Before summer, Google Cloud's client was at the center of the biggest "no service" attack in history. In a recent publication, a web giant explained how the attack was prevented.
76 per cent more requests than the previous record
Wikipedia is one of the top 10 sites in the world. The site receives tens of millions of hits daily, but it lacks servers and capacity to process them. This example was mentioned in a blog on August 19, 2022, which deals with the largest cyber attack ever.
According to the company, one of Google Cloud's clients was attacked by a "no service" type, with a capacity of at least 46 million requests per second. Although this attack was blocked, it was a surprise. Google claims that it was the largest DDoS level 7 attack: 76 percent more than the previous record. To get an idea of the extent of this phenomenon, it is equivalent to receiving all of Wikipedia's daily requests in just ten seconds.
More surprisingly, Google managed to prevent a DDoS attack thanks to a client. The client included adaptive security protection in Cloud Armor, which acts as a firewall. This defense detected an attack at an early stage in her life cycle and analysed incoming traffic before generating a protection warning. This occurred before the attack became even more serious and in a very short period of time.
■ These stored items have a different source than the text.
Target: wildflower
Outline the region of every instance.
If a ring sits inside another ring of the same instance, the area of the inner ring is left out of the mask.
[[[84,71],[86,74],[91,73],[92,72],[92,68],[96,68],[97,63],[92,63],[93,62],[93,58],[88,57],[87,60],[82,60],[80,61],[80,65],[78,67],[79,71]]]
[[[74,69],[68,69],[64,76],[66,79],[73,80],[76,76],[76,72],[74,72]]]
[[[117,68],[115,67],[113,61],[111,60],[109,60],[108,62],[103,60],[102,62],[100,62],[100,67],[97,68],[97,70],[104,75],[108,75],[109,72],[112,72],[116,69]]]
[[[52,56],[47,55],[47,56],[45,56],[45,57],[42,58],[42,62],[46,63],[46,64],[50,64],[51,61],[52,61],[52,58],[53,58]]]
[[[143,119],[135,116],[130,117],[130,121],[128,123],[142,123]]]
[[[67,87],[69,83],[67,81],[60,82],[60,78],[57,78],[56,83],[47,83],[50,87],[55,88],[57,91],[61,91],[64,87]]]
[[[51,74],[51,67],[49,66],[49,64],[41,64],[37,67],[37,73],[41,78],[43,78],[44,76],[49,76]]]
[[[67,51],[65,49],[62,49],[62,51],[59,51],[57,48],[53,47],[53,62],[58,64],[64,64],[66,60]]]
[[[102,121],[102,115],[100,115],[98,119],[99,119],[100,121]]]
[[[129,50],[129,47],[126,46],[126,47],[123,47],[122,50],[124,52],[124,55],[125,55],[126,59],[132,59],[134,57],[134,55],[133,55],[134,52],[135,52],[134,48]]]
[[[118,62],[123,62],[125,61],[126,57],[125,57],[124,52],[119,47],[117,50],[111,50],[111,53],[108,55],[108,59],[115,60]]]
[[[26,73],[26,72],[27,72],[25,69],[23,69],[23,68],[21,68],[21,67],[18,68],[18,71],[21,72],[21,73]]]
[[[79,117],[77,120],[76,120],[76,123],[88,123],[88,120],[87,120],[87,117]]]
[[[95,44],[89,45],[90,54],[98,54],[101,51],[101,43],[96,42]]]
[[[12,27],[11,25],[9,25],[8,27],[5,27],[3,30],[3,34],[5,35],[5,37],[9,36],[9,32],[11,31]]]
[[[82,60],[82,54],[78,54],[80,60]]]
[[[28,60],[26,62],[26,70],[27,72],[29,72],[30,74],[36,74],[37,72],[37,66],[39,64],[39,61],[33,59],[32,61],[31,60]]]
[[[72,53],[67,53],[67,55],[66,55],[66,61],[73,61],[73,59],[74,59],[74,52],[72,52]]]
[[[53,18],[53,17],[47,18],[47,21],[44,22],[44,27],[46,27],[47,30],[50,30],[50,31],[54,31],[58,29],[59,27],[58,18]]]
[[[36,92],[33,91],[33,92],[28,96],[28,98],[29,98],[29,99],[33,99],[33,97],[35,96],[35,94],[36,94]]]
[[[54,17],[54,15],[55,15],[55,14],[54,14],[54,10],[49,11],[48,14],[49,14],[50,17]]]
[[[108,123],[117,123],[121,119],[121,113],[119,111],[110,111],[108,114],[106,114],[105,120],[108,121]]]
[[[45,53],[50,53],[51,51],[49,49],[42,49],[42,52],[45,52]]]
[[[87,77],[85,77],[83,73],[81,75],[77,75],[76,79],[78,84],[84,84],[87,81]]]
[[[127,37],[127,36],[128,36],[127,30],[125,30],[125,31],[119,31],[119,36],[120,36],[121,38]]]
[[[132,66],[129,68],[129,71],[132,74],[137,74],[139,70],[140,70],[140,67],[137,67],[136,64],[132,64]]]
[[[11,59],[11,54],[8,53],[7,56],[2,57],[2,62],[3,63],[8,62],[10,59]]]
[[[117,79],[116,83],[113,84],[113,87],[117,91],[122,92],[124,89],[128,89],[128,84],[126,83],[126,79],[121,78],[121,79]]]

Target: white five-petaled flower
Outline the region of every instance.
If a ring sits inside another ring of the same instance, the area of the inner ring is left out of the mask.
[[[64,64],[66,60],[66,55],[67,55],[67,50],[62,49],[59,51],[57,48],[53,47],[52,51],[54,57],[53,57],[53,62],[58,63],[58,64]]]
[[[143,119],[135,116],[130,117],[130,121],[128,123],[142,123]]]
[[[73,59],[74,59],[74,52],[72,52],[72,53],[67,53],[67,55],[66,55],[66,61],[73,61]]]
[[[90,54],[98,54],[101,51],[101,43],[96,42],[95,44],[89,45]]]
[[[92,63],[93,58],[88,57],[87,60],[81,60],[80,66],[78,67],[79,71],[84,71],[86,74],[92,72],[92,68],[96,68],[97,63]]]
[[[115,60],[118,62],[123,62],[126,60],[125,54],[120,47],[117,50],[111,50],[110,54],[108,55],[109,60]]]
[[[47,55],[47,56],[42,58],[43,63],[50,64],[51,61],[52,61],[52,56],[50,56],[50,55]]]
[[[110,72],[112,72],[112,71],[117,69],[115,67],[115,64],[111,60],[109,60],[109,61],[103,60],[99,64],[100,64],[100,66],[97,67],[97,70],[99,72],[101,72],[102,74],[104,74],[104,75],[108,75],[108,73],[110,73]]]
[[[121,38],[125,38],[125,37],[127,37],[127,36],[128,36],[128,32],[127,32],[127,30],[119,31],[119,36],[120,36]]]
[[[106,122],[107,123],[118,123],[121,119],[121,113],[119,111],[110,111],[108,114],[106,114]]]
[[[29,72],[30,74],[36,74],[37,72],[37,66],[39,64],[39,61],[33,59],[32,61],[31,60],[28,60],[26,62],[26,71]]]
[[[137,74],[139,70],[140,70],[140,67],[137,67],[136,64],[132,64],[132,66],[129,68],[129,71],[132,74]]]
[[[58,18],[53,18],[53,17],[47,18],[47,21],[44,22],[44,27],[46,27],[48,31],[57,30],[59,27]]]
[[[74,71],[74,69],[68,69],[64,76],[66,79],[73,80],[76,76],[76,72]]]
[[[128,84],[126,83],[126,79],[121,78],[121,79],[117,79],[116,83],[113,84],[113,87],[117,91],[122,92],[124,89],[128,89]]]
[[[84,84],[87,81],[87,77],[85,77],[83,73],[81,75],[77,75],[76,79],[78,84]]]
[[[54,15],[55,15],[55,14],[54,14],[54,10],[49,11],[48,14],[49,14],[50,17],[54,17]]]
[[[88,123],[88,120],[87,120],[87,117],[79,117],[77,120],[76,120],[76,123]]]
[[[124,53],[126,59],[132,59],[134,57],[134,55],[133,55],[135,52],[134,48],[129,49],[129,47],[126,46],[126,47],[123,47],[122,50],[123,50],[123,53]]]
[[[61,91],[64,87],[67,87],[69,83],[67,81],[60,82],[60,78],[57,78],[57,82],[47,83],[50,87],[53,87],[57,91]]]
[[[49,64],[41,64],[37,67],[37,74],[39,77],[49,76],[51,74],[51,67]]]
A function that filters unwanted traffic
The defense method automatically limited the flow of the attack. Thus, a client whose name remains unknown chose to "dross" the attack rather than try to "ban" it. This method limited the impact on legal incoming traffic, while isolating harmful requests. Therefore, the client's server never became inaccessible, while DDoS attacks usually overburdened the target. According to Google, the method was first tested in pre-view mode before it was deployed in practice. The client was able to check access to his server, which was still authorized for legitimate requests but blocked for unwanted traffic. And despite the surge of 46 million requests per second, the client's services continued to work.
Finally, the number of IP addresses was not as large as the number of requests, which apparently facilitated blocking. Google estimates that 6,000 IP addresses from 132 countries were used; however, one third of the requests came from only four countries.